Panowie, ale rozmawiamy o całkiem różnych dwóch sprawach.
Po pierwsze:
IMPULS3 pisze: ↑10 lut 2019, 02:06
Płacąc przez całe zycie nie mam ani jednej cegły tego mieszkania.
Ja bym to skwitował - gromadzenie kapitału. No niech będzie, gromadzenie cegieł.
Drugą sprawą jest przywiązanie do tej kupy cegieł. Nie możesz tego przenieść, zabrać ze sobą w inne miejsce. Jeśli twoim pomysłem na życie jest funkcjonowanie w miejscu, z którego będziesz widział dym ze swojego komina, to proszę bardzo. Tylko że to często mocno ogranicza.
Sam byłem w sytuacji, kiedy w Polsce stało mieszkanie w bloku. Moje! Spłacone! I cały czas myślałem, czy tam jakaś rura nie pękła, czy wiatr nie wyszarpał okna. Czy ktoś, widząc "puste", nie zagnieździł się. Wtedy właśnie zrozumiałem, że cegły to można mieć, jak się ma nad nimi kontrolę.

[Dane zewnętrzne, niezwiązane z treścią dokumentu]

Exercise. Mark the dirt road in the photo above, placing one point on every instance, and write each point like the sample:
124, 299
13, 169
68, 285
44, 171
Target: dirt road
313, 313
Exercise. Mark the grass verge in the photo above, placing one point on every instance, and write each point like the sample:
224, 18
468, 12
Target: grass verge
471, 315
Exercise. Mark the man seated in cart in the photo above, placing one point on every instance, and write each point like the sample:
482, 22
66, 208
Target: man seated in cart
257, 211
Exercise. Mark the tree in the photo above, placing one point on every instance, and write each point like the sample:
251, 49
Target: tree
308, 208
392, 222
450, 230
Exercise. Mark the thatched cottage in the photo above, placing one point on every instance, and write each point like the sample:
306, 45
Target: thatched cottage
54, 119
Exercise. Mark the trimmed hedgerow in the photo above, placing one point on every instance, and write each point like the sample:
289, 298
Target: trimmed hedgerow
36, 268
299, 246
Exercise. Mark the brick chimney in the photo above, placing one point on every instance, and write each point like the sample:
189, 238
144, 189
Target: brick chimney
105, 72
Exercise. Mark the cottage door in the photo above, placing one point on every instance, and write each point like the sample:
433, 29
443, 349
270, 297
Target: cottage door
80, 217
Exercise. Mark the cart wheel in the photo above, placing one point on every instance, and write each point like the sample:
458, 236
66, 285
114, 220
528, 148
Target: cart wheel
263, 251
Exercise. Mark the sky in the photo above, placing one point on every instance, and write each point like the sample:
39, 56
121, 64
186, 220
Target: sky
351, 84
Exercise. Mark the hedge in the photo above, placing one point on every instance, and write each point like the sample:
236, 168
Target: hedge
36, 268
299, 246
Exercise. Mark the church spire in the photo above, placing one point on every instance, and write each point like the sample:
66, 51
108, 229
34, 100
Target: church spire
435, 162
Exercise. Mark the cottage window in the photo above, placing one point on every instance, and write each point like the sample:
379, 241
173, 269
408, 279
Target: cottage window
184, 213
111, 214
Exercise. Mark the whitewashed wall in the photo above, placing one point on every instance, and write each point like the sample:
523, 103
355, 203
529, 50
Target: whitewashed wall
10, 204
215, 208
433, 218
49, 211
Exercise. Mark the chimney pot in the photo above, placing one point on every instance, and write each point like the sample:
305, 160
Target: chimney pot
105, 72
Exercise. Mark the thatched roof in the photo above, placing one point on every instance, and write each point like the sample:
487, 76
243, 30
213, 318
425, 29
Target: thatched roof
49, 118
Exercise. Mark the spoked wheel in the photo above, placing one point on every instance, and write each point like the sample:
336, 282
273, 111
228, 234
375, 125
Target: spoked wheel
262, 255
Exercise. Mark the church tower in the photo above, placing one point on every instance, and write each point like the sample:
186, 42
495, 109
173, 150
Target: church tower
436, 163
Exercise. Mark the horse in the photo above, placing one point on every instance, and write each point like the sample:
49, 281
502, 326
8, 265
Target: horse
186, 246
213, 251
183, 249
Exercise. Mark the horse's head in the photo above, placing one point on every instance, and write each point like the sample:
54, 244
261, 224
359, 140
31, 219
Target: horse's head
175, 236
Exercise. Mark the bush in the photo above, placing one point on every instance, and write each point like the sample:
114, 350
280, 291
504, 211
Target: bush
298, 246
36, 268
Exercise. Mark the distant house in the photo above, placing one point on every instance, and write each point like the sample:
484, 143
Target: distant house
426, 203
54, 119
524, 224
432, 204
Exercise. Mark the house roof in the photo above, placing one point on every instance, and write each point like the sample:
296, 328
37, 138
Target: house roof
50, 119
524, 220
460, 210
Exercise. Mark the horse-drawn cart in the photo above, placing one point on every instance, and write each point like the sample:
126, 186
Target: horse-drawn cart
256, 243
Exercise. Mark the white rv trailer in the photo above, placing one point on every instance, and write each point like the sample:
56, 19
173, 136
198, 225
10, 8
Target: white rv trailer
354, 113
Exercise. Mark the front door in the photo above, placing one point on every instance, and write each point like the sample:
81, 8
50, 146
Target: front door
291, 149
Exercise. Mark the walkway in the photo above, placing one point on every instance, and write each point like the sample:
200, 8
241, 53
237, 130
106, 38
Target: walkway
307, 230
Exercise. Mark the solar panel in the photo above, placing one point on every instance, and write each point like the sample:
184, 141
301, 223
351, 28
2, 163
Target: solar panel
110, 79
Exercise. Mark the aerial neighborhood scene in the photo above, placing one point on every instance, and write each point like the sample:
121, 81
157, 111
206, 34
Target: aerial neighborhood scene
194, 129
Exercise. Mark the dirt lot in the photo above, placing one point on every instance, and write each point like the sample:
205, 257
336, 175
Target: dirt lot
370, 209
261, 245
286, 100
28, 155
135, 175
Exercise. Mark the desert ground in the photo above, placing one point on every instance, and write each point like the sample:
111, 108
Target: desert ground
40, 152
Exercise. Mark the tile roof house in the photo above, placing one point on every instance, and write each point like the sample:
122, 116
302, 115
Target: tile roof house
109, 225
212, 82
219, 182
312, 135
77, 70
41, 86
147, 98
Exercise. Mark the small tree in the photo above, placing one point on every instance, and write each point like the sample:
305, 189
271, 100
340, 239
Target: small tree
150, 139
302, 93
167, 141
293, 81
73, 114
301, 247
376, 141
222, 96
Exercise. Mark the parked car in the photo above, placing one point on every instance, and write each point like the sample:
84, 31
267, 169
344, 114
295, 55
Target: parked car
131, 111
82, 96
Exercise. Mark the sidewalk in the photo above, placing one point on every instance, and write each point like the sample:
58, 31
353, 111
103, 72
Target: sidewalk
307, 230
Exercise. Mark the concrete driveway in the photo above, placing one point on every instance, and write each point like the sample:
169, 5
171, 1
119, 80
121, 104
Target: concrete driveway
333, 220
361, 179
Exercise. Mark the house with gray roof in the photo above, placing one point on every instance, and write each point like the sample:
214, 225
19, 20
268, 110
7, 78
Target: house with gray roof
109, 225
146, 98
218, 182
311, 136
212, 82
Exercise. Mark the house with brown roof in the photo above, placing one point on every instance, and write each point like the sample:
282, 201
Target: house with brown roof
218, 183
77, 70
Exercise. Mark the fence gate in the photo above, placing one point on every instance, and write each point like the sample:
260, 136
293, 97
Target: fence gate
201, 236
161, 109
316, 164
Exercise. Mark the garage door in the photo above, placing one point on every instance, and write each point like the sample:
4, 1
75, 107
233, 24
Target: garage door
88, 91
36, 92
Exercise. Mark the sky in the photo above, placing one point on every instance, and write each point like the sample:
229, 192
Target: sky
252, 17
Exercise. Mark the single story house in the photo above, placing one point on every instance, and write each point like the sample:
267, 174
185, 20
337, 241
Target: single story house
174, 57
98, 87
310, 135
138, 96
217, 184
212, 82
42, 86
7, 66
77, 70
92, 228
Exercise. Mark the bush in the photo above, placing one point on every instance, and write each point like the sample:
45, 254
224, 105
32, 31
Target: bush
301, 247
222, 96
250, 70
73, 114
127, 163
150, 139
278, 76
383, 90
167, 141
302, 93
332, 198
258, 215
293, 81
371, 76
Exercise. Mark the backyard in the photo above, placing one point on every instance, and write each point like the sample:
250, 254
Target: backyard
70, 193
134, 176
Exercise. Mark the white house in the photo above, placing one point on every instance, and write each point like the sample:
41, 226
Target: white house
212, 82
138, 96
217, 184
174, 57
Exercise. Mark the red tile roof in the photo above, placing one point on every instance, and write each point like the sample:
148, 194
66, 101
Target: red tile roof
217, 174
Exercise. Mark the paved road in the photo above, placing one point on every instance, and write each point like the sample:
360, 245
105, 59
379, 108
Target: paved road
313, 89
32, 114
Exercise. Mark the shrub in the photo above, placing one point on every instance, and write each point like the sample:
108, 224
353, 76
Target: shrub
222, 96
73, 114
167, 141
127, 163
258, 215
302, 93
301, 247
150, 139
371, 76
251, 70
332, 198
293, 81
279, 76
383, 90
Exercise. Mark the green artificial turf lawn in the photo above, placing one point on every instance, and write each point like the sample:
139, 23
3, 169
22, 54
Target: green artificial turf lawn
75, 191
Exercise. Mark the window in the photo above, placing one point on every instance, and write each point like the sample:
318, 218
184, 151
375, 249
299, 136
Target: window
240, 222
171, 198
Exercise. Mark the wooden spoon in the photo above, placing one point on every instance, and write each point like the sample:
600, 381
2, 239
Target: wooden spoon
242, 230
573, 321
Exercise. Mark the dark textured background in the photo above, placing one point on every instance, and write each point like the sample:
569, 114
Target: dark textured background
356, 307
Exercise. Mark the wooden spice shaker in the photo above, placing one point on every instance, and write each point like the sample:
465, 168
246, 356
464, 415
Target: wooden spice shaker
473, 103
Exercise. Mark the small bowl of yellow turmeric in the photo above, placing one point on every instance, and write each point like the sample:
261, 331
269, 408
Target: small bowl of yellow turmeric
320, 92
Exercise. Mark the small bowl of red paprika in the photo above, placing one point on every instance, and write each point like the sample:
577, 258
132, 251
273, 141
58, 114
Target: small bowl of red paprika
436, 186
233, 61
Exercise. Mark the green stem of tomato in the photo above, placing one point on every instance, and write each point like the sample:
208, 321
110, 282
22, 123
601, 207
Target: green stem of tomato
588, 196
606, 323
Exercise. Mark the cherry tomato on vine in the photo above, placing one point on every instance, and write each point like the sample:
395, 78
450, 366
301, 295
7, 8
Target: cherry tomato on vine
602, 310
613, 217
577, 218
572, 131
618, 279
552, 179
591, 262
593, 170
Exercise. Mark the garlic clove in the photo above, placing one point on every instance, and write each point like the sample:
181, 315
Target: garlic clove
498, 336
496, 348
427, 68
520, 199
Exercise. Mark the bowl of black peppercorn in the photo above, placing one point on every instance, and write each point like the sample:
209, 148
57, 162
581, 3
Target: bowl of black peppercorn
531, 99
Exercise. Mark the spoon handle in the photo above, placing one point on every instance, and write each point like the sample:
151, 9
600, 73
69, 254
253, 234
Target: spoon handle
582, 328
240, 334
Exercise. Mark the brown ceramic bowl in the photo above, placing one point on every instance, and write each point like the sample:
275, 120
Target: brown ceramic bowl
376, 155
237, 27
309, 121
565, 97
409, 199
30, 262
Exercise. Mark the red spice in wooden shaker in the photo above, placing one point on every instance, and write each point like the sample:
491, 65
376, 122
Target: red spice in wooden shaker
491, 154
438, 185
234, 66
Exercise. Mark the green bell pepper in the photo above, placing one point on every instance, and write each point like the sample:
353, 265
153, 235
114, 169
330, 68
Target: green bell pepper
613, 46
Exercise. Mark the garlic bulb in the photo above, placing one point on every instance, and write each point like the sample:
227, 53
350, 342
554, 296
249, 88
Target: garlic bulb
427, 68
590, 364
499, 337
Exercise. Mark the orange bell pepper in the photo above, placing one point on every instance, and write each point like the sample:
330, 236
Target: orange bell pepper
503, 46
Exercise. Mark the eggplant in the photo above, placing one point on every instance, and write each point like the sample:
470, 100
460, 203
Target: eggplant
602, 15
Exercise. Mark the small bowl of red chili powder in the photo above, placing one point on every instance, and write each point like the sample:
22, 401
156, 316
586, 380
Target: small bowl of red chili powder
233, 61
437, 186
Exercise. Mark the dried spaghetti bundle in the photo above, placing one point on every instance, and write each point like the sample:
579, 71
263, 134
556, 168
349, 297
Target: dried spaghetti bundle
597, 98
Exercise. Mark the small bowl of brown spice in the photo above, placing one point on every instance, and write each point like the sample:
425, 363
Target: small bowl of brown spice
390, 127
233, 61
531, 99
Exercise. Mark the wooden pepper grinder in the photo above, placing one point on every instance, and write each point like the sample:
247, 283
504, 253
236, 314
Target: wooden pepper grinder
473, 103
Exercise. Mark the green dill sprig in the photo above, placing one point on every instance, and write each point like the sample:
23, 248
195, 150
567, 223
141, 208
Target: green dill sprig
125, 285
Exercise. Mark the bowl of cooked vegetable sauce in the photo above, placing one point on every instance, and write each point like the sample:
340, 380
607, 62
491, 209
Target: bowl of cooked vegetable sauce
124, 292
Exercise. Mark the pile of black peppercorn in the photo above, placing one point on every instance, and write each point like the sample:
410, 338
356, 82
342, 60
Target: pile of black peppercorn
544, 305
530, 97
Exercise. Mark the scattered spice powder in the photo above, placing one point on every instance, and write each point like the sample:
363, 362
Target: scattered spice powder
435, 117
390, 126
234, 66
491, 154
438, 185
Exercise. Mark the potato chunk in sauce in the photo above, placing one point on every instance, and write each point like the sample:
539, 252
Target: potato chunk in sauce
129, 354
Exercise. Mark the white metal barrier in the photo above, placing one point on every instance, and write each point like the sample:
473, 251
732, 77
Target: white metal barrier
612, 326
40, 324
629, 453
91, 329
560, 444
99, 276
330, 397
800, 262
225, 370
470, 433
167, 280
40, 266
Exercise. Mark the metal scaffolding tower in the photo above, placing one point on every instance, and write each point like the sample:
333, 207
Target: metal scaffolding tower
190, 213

Budujesz dom, licząc, że w pewnym momencie stanie się on twoją ostoją, miejscem, gdzie stworzysz siedlisko dla siebie i bliskich. Niestety, rzeczywistość bywa brutalna. Tyrając na spłatę kredytu, spędzając coraz więcej życia nad realizacją swoich marzeń, nie zauważasz, że czas, który na to poświęcasz, kradniesz rodzinie. Rodzinne więzi coraz bardziej się rozluźniają, dzieci w międzyczasie dorastają i wylatują z gniazdka, które stworzyłeś, a ty zostajesz w najlepszym razie z żoną, ciesząc się, że masz trawę do skoszenia, że węgiel na zimę trzeba kupić, że blachę wichura oderwała i trzeba wejść na dach poprawić.
A syn czy córka ci mówi, że gdybyście na tym zadupiu nie mieszkali, to może częściej by do was zajrzeli, a tak to oni po prostu nie mają ochoty wracać gdzieś na wieś, gdzie tania działka się ci akurat trafiła. Na starość z tymi cegłami zostajesz sam. No tak, można sprzedać, tylko czy zamiast męczyć się na budowie, nie lepiej było z rodziną choćby do Łeby w wakacje? Może dzieciaki miałyby przynajmniej jakieś wspomnienia, a dzieciństwo nie kojarzyłoby się im z dźwiękiem betoniarki.
Trochę przerysowałem, wiem, ale czy tak czasem nie jest, jak ktoś bardzo tych swoich cegieł potrzebuje? Ja patrzę ze swojego punktu widzenia. Dzieci usamodzielnione, człowiek ma coraz mniej siły, żeby spożytkować ją jeszcze na jakieś dodatkowe naprawy, remonty. Wolę wynajmować, z przystankiem w odległości 100 metrów, do Kauflandu 300. Że nie moje, cóż z tego, do trumny i tak nie wezmę, a czy aż tak mi zależy, na tym, żeby rodzina skłóciła się przez spadek po mnie? Chyba nie.